The data set consists of maps of radial and total velocity of the sea water surface current collected by the HF radars in the North Western Tyrrhenian Sea and in the Ligurian Sea. Surface ocean velocities estimated by HF Radar are representative of the upper 0.3-2.5 meters of the ocean. The radar sites are operated according to Quality Assessment procedures and data are processed for Quality Control. Data access tools are compliant to Open Geospatial Consortium (OGC), Climate and Forecast (CF) convention and INSPIRE directive. The use of netCDF format allows an easy implementation of all the open source services developed by UNIDATA.

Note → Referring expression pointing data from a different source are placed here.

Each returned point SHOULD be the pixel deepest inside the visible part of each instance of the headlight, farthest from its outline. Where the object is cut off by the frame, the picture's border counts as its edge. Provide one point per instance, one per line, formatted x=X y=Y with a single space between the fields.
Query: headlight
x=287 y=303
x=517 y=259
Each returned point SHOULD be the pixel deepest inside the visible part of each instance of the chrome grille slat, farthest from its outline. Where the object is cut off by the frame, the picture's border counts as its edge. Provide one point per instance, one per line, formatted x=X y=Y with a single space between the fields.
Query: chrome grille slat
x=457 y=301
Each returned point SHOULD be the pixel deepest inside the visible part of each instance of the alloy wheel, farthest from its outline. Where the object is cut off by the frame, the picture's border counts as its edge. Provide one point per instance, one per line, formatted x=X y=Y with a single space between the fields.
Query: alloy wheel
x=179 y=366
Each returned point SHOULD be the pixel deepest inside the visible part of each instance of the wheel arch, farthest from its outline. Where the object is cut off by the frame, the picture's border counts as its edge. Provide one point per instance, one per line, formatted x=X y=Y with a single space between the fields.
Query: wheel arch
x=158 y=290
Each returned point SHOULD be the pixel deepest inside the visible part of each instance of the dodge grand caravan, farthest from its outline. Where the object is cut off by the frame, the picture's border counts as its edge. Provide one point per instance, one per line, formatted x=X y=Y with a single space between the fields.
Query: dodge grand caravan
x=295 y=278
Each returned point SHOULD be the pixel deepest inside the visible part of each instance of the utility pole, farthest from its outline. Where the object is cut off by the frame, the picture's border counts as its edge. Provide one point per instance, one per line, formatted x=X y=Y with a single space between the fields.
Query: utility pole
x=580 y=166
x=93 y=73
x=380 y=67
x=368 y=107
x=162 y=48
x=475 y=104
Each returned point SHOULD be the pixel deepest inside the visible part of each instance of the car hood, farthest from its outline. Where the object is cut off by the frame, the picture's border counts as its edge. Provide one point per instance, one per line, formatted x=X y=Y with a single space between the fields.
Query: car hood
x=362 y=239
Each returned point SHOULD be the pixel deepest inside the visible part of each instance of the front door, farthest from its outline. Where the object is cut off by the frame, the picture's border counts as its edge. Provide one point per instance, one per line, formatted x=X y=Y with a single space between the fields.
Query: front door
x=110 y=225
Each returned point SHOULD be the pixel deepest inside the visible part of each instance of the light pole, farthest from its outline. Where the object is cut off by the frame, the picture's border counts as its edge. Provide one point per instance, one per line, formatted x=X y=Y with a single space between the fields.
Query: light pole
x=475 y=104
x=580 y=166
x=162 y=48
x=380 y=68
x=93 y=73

In the same area covered by the HF radar network, data from Acoustic Doppler Current Profiler installed on the Corsica Channel mooring (platform proposed within the JERICO-S3 TNA) are made available.
IOW
The Leibniz Institute for Baltic Sea Research Warnemünde (IOW) is operating a system for measuring trace gases (pCO2, pO2, CH4, N2O, δ13CCO2) on the ferry Finnmaid using two independent equilibrator/auxiliary equilibrator units with two independent measurement loops of CH4/CO2 and CO/N2O (loop 1) and d13C-CO2 and CO2 (loop 2). The Finnish ship of the Finnlines shipping company crosses the central Baltic Sea along the Travemünde – Helsinki route about every 2 days. Continuous measurement of carbon dioxide partial pressure (pCO2) in the surface water of the Baltic Sea started as an extension of the ALG@LINE project (SYKE, Helsinki) in 2003. Since then, the fully automated equilibration facility has been extended step by step over the years to include further parameters and measurement methods. The line has exceptional importance in bridging the gap between land and ocean observations. Due to the strong changes in the Baltic Sea ecosystem caused by anthropogenic influences (eutrophication, warming), which have already been recorded over several decades, it is particularly suitable for investigating the effects of changed use or adopted environmental strategies on trace gas fluxes.
JRadar
Radar Toolbox for converting CODAR TUV and RUV native files to the NetCDF European HFR Standard. This Toolbox, provided by the European HFR Node, is developed to be run at operator level.
KKOBS
The marine component of the Estonian Environmental Observatory is part of the Gulf of Finland Pilot Supersite in JERICO. The observatory is composed of fixed coastal sensors (sea level), Tallinn-Helsinki ferrybox system, Keri cabled profiling system, portable profiling systems, wave buoy, research vessel surveys. The observatory addresses the main environmental challenges in the area, such as eutrophication and its consequences, climate change effects, microplastic pollution etc. Likewise, observations provide data to the physical oceanographers dealing with the water column dynamics, coastal-offshore exchange, etc. and marine ecologists studying water column and benthic habitats. Observatory collects long-term time-series for the climate and marine system change studies and high-resolution data for the process studies.
LISIC clusTools
Mawenzi is a tool center with R-packages and their RShiny graphical user interfaces for data interpretation, from data completion to data prediction.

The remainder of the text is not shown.